7 Responses to “LOPEZ v. IRS: WHAT TO DO ABOUT JETER’S BASEBALL?”

  1. Michael Gombola says:

    The tax is based on the “value” of what is received. Is it what would be paid to obtain it or what would be received for selling it in the secondary market? I think that a good argument could be made that the value is its selling price in the secondary market rather than the potential purcahse price. For art, antiques, houses, and similar items there is a big spread between the bid and the ask, and that the opportunity cost to Christian Lopez is the value that could be received from selling the seats rather than the price he would have paid if he had purchased them.

  2. Dan Russomanno says:

    Mike, great post. I believe you are concerned with the fair market value (FMV) of the package (i.e. tickets and other merchandise) the fan received from the Yankees. Specifically, how should the FMV be measured and could the fan be strategic when selecting the FMV measurement approach to minimize his tax liability?

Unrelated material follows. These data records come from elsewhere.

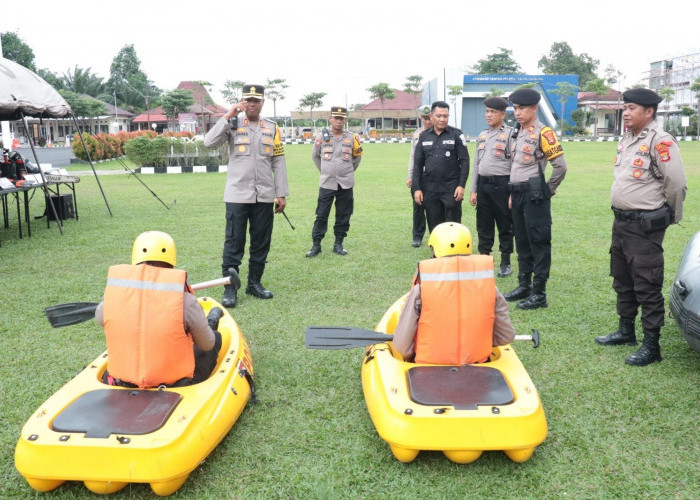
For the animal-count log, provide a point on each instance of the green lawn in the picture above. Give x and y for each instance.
(614, 431)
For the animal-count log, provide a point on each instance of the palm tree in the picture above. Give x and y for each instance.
(382, 91)
(598, 87)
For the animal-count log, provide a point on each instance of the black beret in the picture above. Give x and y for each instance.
(253, 91)
(496, 103)
(525, 97)
(645, 97)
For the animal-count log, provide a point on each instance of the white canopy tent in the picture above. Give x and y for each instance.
(24, 93)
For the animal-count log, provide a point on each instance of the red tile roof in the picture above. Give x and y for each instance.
(402, 101)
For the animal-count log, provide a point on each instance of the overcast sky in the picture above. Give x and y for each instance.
(342, 48)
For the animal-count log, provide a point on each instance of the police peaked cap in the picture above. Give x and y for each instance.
(339, 111)
(496, 103)
(253, 91)
(525, 97)
(645, 97)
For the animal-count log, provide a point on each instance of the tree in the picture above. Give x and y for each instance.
(311, 101)
(454, 91)
(275, 91)
(498, 63)
(562, 61)
(564, 90)
(695, 87)
(83, 81)
(598, 87)
(175, 102)
(667, 94)
(414, 86)
(15, 49)
(382, 91)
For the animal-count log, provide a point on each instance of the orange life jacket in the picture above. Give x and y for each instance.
(144, 325)
(458, 295)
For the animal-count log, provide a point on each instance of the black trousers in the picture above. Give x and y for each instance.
(532, 226)
(344, 204)
(441, 207)
(419, 218)
(260, 216)
(492, 209)
(637, 269)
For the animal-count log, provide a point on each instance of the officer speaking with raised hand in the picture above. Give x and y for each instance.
(534, 145)
(489, 186)
(647, 196)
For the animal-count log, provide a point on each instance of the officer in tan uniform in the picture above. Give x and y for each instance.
(256, 186)
(419, 219)
(489, 185)
(337, 155)
(534, 145)
(647, 196)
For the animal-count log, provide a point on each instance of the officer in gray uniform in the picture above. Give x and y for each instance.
(419, 218)
(337, 155)
(256, 187)
(534, 145)
(489, 185)
(647, 196)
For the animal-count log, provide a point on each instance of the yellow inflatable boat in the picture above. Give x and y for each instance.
(459, 410)
(110, 436)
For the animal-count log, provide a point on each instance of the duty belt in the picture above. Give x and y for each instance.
(518, 186)
(492, 179)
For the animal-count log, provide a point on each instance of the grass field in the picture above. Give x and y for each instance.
(614, 431)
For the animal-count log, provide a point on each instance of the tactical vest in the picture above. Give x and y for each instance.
(144, 325)
(458, 295)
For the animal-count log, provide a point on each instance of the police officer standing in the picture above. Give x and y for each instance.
(418, 210)
(440, 168)
(256, 186)
(489, 185)
(337, 155)
(534, 145)
(647, 196)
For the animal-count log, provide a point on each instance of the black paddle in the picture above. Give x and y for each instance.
(78, 312)
(347, 337)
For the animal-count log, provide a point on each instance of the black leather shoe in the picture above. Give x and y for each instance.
(230, 296)
(315, 250)
(338, 248)
(534, 301)
(257, 290)
(505, 271)
(522, 292)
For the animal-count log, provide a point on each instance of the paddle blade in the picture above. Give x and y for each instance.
(342, 337)
(70, 314)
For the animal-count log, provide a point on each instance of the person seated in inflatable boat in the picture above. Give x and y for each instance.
(156, 330)
(454, 313)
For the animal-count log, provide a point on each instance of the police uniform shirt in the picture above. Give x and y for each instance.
(441, 161)
(257, 171)
(412, 156)
(535, 145)
(337, 159)
(492, 153)
(649, 172)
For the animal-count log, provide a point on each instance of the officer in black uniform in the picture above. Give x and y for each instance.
(441, 168)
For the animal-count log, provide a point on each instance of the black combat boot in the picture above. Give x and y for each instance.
(338, 247)
(624, 335)
(538, 297)
(505, 266)
(650, 352)
(523, 291)
(315, 249)
(256, 289)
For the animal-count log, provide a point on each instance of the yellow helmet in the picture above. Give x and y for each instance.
(154, 245)
(450, 238)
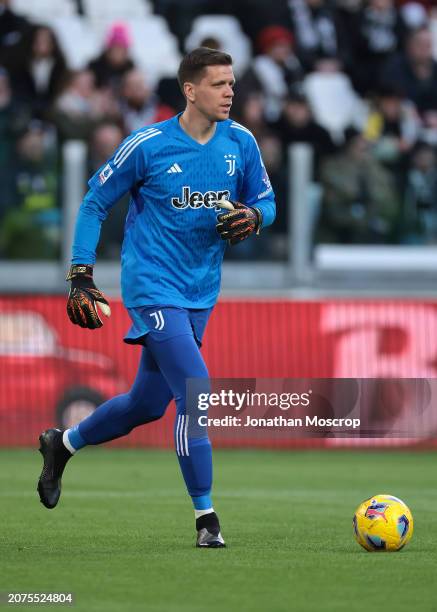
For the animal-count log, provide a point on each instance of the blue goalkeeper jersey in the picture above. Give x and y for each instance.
(171, 252)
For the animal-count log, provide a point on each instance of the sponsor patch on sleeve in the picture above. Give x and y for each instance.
(105, 174)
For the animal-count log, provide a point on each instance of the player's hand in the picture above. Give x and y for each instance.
(238, 224)
(84, 297)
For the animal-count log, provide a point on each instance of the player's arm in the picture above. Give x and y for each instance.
(120, 174)
(257, 209)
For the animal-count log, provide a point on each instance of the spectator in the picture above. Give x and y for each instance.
(249, 110)
(415, 71)
(360, 202)
(297, 124)
(333, 100)
(274, 161)
(380, 34)
(392, 127)
(39, 70)
(13, 118)
(12, 27)
(32, 230)
(81, 106)
(274, 71)
(314, 29)
(139, 105)
(420, 208)
(113, 63)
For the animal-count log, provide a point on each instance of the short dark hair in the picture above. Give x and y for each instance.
(193, 65)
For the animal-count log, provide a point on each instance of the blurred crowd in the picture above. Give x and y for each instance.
(355, 79)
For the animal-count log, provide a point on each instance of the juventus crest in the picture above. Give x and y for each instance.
(230, 162)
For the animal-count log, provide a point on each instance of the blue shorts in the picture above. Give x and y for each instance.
(165, 322)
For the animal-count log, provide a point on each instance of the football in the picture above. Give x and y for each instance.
(383, 523)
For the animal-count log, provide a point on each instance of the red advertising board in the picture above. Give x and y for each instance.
(52, 372)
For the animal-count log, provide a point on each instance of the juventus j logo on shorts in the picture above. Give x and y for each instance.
(159, 319)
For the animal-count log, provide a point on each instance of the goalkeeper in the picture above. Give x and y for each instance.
(176, 171)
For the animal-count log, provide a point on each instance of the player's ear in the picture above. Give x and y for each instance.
(189, 91)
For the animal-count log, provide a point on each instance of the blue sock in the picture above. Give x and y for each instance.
(202, 502)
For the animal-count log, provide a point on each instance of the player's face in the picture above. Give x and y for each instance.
(214, 92)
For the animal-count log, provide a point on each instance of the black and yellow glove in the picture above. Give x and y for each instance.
(84, 298)
(238, 224)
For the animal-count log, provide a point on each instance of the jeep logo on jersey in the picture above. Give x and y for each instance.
(196, 199)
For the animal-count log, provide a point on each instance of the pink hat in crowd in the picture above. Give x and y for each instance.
(118, 35)
(272, 35)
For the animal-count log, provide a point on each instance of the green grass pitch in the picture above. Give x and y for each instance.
(122, 537)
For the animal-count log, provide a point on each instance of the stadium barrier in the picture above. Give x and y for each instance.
(52, 372)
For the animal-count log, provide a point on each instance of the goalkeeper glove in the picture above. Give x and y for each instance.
(84, 297)
(239, 224)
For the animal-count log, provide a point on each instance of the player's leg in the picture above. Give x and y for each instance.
(179, 359)
(146, 401)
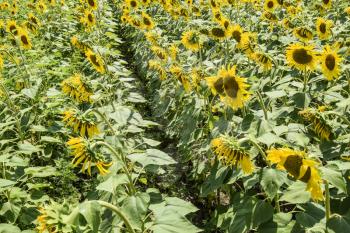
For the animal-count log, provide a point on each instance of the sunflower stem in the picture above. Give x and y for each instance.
(132, 188)
(261, 102)
(327, 202)
(119, 213)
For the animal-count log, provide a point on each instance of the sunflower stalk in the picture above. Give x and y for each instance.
(132, 188)
(116, 210)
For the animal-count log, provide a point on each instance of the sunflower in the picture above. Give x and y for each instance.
(93, 4)
(327, 4)
(156, 65)
(296, 164)
(330, 63)
(191, 40)
(95, 60)
(159, 52)
(231, 154)
(263, 59)
(11, 27)
(270, 5)
(301, 57)
(230, 87)
(83, 125)
(147, 22)
(85, 155)
(24, 39)
(218, 33)
(303, 34)
(318, 124)
(88, 18)
(323, 28)
(75, 87)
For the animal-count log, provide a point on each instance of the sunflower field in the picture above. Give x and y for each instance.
(174, 116)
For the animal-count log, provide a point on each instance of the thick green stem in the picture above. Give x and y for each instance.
(119, 213)
(132, 188)
(327, 202)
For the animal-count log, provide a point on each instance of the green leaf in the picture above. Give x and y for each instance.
(135, 208)
(334, 177)
(112, 183)
(41, 171)
(262, 212)
(91, 212)
(9, 228)
(6, 183)
(170, 221)
(152, 156)
(271, 180)
(296, 193)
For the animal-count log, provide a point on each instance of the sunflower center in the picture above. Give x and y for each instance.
(237, 36)
(231, 86)
(93, 59)
(293, 164)
(218, 32)
(330, 62)
(24, 40)
(91, 3)
(270, 4)
(146, 21)
(323, 27)
(306, 177)
(219, 86)
(301, 56)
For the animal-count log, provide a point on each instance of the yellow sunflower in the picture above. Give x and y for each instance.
(303, 34)
(93, 4)
(218, 33)
(11, 27)
(83, 154)
(147, 22)
(330, 63)
(301, 57)
(263, 59)
(24, 39)
(75, 87)
(323, 28)
(296, 164)
(83, 125)
(191, 40)
(231, 88)
(270, 5)
(231, 154)
(96, 60)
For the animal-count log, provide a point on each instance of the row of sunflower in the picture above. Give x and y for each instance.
(279, 131)
(75, 156)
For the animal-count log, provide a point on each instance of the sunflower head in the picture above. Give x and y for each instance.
(230, 153)
(301, 57)
(299, 167)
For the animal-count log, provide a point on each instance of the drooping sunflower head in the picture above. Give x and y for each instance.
(323, 28)
(24, 39)
(270, 5)
(330, 63)
(191, 40)
(93, 4)
(303, 34)
(301, 57)
(76, 88)
(298, 166)
(147, 22)
(231, 154)
(96, 61)
(218, 33)
(84, 154)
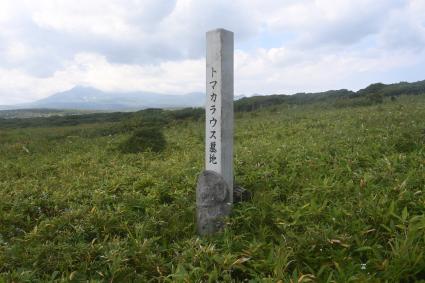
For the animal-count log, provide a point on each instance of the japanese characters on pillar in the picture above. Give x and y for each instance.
(219, 105)
(213, 117)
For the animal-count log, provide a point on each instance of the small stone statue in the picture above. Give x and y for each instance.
(212, 202)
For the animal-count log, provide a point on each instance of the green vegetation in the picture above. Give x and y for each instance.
(338, 196)
(373, 94)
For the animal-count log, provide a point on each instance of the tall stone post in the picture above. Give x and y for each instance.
(215, 185)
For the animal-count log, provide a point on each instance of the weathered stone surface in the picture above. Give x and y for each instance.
(212, 202)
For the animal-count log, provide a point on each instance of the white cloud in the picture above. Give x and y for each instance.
(158, 45)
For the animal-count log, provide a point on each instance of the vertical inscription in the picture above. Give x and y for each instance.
(219, 105)
(213, 120)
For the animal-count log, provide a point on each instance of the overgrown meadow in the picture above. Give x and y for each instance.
(338, 196)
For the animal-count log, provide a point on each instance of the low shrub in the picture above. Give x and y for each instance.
(144, 139)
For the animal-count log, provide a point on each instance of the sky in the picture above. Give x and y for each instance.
(281, 46)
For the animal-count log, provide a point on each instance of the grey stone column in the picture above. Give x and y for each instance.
(219, 105)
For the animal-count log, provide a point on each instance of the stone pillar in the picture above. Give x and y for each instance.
(219, 105)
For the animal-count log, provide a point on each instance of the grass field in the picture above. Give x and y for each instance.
(338, 196)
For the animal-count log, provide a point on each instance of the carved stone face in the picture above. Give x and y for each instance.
(212, 189)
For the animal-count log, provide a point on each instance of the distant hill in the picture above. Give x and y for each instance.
(87, 98)
(343, 97)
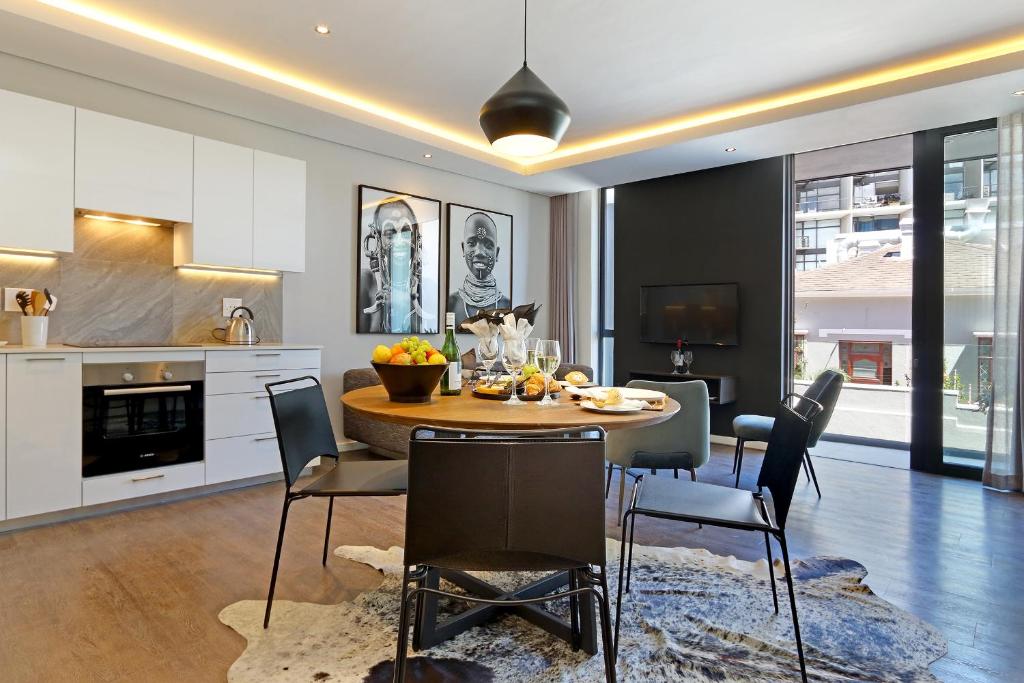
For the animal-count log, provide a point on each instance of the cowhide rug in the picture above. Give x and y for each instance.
(690, 615)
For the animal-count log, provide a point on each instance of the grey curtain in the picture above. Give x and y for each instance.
(564, 216)
(1004, 467)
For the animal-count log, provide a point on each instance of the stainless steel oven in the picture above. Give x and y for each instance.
(140, 415)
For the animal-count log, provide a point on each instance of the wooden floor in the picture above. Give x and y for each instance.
(134, 596)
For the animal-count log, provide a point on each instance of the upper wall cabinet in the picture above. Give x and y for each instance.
(222, 205)
(37, 173)
(132, 168)
(279, 212)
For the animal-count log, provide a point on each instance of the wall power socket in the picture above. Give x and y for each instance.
(229, 305)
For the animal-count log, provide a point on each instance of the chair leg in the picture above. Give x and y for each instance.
(739, 459)
(606, 643)
(771, 572)
(276, 561)
(810, 466)
(327, 534)
(399, 659)
(793, 606)
(622, 493)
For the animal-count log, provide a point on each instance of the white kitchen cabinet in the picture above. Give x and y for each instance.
(221, 232)
(44, 432)
(3, 437)
(37, 173)
(279, 212)
(132, 168)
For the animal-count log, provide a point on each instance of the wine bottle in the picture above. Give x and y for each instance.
(452, 380)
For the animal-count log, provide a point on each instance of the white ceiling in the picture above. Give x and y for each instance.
(617, 65)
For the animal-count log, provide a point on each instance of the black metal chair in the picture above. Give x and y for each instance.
(723, 506)
(304, 433)
(527, 501)
(824, 391)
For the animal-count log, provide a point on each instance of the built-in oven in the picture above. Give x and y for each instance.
(140, 415)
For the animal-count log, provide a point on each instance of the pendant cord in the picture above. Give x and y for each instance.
(524, 4)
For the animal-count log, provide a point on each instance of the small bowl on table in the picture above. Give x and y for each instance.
(410, 384)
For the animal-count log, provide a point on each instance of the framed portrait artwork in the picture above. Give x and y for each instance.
(479, 261)
(398, 288)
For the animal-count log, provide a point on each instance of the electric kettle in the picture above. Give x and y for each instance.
(240, 330)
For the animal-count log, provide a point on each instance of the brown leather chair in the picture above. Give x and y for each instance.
(528, 501)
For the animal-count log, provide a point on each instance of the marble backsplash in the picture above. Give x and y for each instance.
(120, 286)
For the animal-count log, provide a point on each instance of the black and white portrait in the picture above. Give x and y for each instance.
(399, 252)
(479, 261)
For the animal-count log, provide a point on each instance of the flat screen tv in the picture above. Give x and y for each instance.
(695, 313)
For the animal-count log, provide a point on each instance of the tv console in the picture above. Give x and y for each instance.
(721, 388)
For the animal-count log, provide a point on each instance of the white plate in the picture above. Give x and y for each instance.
(619, 409)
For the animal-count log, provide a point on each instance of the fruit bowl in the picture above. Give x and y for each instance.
(410, 384)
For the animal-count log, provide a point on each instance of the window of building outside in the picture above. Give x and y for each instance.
(873, 189)
(866, 363)
(811, 241)
(818, 195)
(872, 223)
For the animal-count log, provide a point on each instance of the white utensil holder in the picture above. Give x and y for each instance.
(34, 330)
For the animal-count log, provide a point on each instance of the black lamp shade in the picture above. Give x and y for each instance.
(524, 110)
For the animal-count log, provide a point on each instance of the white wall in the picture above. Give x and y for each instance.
(320, 303)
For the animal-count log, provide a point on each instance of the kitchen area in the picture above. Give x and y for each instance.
(141, 270)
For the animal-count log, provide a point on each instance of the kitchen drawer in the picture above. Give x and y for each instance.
(218, 383)
(238, 360)
(142, 482)
(242, 457)
(238, 415)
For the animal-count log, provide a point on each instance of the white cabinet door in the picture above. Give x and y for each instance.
(132, 168)
(279, 212)
(3, 437)
(44, 432)
(37, 173)
(222, 209)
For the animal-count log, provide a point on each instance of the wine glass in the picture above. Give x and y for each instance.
(549, 356)
(486, 355)
(514, 357)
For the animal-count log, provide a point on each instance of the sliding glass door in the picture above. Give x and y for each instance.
(955, 183)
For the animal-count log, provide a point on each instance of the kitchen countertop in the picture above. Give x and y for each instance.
(61, 348)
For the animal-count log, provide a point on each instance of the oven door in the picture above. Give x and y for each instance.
(138, 427)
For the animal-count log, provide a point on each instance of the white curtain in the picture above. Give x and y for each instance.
(1006, 416)
(564, 215)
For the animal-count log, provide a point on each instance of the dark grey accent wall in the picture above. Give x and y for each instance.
(719, 225)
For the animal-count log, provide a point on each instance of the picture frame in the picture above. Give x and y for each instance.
(480, 256)
(398, 237)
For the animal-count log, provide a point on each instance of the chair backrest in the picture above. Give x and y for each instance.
(302, 423)
(566, 368)
(784, 455)
(506, 501)
(824, 390)
(687, 431)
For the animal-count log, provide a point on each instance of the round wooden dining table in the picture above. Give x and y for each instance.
(468, 412)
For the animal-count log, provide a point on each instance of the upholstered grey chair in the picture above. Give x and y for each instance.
(823, 390)
(681, 442)
(382, 438)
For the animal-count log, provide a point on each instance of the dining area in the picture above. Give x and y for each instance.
(519, 560)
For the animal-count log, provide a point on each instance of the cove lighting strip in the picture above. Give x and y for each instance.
(228, 270)
(952, 59)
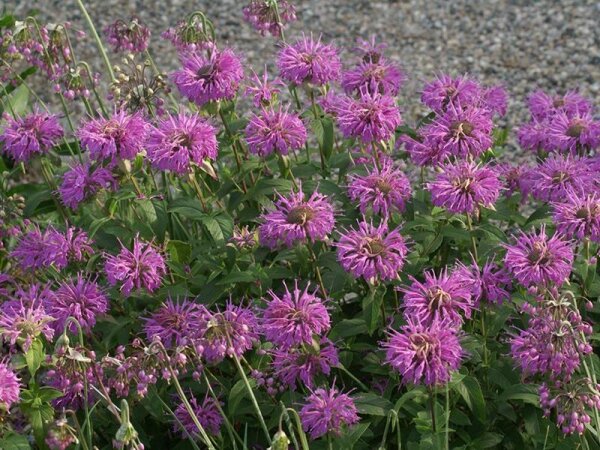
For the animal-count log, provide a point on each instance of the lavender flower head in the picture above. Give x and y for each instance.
(263, 91)
(207, 413)
(269, 16)
(383, 190)
(372, 252)
(122, 136)
(446, 92)
(576, 134)
(36, 250)
(142, 267)
(489, 283)
(371, 117)
(578, 216)
(327, 411)
(131, 36)
(31, 135)
(558, 175)
(178, 141)
(22, 321)
(80, 299)
(83, 181)
(274, 130)
(536, 259)
(544, 106)
(294, 318)
(381, 77)
(176, 324)
(424, 353)
(303, 364)
(465, 187)
(295, 220)
(231, 332)
(443, 298)
(461, 132)
(203, 79)
(9, 387)
(309, 61)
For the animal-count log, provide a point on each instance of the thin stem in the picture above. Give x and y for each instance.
(432, 409)
(101, 48)
(317, 270)
(447, 417)
(252, 397)
(184, 399)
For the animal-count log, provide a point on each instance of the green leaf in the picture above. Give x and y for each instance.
(525, 393)
(179, 251)
(35, 356)
(470, 390)
(372, 404)
(14, 442)
(348, 327)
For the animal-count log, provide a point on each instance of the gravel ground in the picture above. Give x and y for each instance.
(553, 45)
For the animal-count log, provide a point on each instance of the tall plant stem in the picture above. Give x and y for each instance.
(99, 44)
(261, 419)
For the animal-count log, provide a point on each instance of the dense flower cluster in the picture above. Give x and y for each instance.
(183, 253)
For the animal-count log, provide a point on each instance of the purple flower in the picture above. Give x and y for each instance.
(465, 187)
(22, 321)
(374, 77)
(295, 220)
(176, 324)
(274, 130)
(83, 181)
(207, 414)
(371, 117)
(372, 252)
(36, 249)
(495, 100)
(327, 411)
(294, 318)
(423, 152)
(80, 299)
(489, 283)
(383, 190)
(10, 386)
(31, 135)
(122, 136)
(303, 364)
(438, 298)
(554, 341)
(558, 175)
(228, 333)
(309, 61)
(578, 216)
(263, 91)
(512, 177)
(543, 106)
(131, 36)
(446, 92)
(178, 141)
(141, 268)
(203, 79)
(575, 134)
(424, 353)
(534, 136)
(572, 403)
(269, 17)
(460, 132)
(535, 259)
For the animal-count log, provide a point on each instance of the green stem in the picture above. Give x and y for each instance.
(252, 397)
(99, 44)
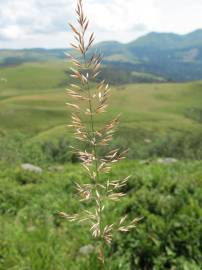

    The autographed memorabilia is less liquid than the tickets. Therefore, a secondary market with comparable items, such as eBay, might be useful to estimate the FMV. However, tickets tend to be more liquid than the memorabilia and similar tickets could be purchased online through sites such as StubHub. Depending on the game (i.e. demand for the ticket), the secondary market price of the tickets may be less than purchasing directly from the Yankees….but may also be more expensive as well. For example, a ticket for the Yankees vs. Red Sox (a coveted rivalry) will sell at a premium over face value on a secondary market. In contrast, tickets for the Yankees vs. Orioles may be selling at a steep discount given the tough year Baltimore is having.

    Overall, if a secondary market strategy to measure the FMV of the package is taken, it must be consistently applied independent of whether the secondary market prices are yielding above or below the purchase price directly from the Yankees.

  3. Christine Cheng says:

    Dan and Shelley,

    Nice article! The IRS has set a precendent regarding the finding of the ball and then giving it back (Mark McGwire and Barry Bonds), but in those instances the fans did not have an exchange like has been done in this case. Interesting!

  4. Grant Parker says:

    Great article. True to their word Topps has released images of Lopez’s upcoming baseball card debut, which will be released as part of their 2012 Topps Series 1 Baseball set. Seems like a great guy that deserves all the recognition he’s been given.

  5. Joe Pino says:

    Would Jeter be on the hook to the IRS for receiving the ball?

  6. Dan Russomanno says:

    Joe, anything is possible!! If the IRS regards the Yankees as purchasing the ball from Lopez and then transferring it to Jeter, the value of the ball to Jeter could be viewed as taxable compensation. If this were the case, the Yankees would get a compensation deduction, so the net tax revenue for the IRS would be minimal.

  7. Great article. As to the Modell appearances, this may also subject him to social security taxes. If paid by Form 1099 he would have to pay the employer and employee match via Schedule SE. Still this guy’s ethics and sense of fair play are extremely admirable and today is the exeption rather than the norm. Good for him!